Hace unas semanas, con motivo de una reimpresión de Archipiélago gulag el diario El Mundo publicó un reportaje donde hablaba José María Iñigo, entrevistador del escritor ruso en TVE en aquel ya lejano año. Los comentarios, tanto del reportero como de Iñigo, eran perfectamente banales. El segundo aseguró que la entrevista había gustado tanto a Franco que había llamado a TVE y la había hecho repetir… cuando el dictador llevaba cuatro meses muerto.
Solzhenitsin dijo: “Sus progresistas llaman dictadura al régimen vigente en España. Hace diez días que yo viajo por España y me he quedado asombrado. ¿Saben ustedes lo que es una dictadura? He aquí algunos ejemplos de lo que he visto. Los españoles son absolutamente libres de residir en cualquier parte y de trasladarse a cualquier parte de España. Nosotros, los soviéticos, no podemos hacerlo. Estamos amarrados a nuestro lugar de residencia por la propiska (registro policial). Las autoridades deciden si tengo derecho a marcharme de tal o cual población. También he podido comprobar que los españoles pueden salir libremente de su país para ir al extranjero. Sin duda saben ustedes que, debido a las fuertes presiones ejercidas por la opinión mundial y por los Estados Unidos, se ha dejado salir de la Unión Soviética, con no pocas dificultades, a cierto número de judíos. Pero los judíos restantes y las personas de otras nacionalidades no pueden marchar al extranjero. En nuestro país estamos como encarcelados.

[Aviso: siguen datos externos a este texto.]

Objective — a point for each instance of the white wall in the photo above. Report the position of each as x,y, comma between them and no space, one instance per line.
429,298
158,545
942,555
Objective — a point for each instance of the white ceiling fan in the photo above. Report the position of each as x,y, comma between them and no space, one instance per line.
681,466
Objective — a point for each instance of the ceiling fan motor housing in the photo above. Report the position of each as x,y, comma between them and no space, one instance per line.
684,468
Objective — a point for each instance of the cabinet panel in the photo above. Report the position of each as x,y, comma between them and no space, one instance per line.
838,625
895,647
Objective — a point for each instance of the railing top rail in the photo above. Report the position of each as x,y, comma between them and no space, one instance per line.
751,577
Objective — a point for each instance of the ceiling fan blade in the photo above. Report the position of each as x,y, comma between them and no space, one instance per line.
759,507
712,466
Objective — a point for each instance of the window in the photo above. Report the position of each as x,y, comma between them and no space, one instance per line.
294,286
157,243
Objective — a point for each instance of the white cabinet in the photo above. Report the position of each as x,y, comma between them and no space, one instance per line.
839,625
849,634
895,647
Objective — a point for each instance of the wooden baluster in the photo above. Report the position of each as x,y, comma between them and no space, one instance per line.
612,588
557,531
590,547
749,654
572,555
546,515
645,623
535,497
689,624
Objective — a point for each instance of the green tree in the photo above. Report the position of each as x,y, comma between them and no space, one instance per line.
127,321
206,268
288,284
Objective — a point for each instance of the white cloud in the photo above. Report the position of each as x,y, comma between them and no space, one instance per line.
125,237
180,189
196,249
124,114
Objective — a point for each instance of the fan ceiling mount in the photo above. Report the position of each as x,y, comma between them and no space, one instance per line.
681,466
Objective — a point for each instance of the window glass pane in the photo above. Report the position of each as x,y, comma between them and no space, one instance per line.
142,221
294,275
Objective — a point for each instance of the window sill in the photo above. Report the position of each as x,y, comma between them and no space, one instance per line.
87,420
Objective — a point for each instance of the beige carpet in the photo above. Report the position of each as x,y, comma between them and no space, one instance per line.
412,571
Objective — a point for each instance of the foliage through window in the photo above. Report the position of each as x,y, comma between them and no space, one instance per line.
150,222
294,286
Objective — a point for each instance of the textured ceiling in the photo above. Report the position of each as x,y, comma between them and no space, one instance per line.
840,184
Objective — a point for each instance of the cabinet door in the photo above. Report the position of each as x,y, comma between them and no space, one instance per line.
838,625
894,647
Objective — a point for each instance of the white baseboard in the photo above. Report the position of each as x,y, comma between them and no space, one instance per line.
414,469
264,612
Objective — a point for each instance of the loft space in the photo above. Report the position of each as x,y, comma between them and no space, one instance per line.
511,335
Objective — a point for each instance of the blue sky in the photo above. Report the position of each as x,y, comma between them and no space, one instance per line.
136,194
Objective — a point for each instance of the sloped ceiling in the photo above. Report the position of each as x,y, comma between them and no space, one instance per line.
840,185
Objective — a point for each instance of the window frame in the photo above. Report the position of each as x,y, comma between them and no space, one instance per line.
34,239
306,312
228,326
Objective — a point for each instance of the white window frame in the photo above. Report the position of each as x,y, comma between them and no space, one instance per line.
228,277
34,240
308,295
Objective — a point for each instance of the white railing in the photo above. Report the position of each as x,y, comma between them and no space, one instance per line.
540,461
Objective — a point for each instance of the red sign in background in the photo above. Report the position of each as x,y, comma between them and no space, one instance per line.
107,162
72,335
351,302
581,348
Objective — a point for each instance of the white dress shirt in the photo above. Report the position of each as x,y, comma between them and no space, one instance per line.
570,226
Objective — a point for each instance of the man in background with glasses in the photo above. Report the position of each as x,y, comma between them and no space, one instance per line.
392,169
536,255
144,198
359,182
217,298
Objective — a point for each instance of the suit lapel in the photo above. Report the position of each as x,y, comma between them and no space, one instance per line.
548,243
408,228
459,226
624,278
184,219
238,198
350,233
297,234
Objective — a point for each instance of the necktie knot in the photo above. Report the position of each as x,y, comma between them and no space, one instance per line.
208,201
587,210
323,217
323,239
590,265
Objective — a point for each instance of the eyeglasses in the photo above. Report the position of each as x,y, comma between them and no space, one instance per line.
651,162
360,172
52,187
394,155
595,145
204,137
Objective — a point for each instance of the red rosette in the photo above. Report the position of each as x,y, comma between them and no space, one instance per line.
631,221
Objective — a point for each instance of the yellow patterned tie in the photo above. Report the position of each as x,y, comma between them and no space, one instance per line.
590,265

“Paseando por Madrid y otras ciudades, he podido ver que se venden en los kioscos los principales periódicos extranjeros. ¡Me pareció increíble! Si en la Unión Soviética se vendiesen libremente periódicos extranjeros, se verían inmediatamente decenas y decenas de manos tendidas y luchando por procurárselos. También he observado que en España uno puede utilizar libremente las máquinas fotocopiadoras. Cualquier individuo puede hacer fotocopiar cualquier documento, depositando cinco pesetas por copia en el aparato. Ningún ciudadano de la Unión Soviética podría hacer una cosa así. Cualquiera que emplee máquinas fotocopiadoras, salvo por necesidades de servicio y por orden superior, es acusado de actividades contrarrevolucionarias.

“En su país –dentro de ciertos límites, es cierto– se toleran las huelgas. En el nuestro, y en los sesenta años de existencia del socialismo, jamás se autorizó una sola huelga. Los que participaron en los movimientos huelguísticos de los primeros años de poder soviético fueron acribillados por ráfagas de ametralladoras, pese a que sólo reclamaban mejores condiciones de trabajo. Si nosotros gozásemos de la libertad de que ustedes disfrutan aquí, nos quedaríamos boquiabiertos. Hace poco han tenido ustedes una amnistía. La califican de “limitada”. Se ha rebajado la mitad de la pena a los combatientes políticos que habían luchado con armas en la mano (alude a los terroristas). ¡Ojalá a nosotros nos hubiesen concedido, una sola vez en veinte años, una amnistía limitada como la suya! Entramos en la cárcel para morir en ella. Muy pocos hemos salido de ella para contarlo”.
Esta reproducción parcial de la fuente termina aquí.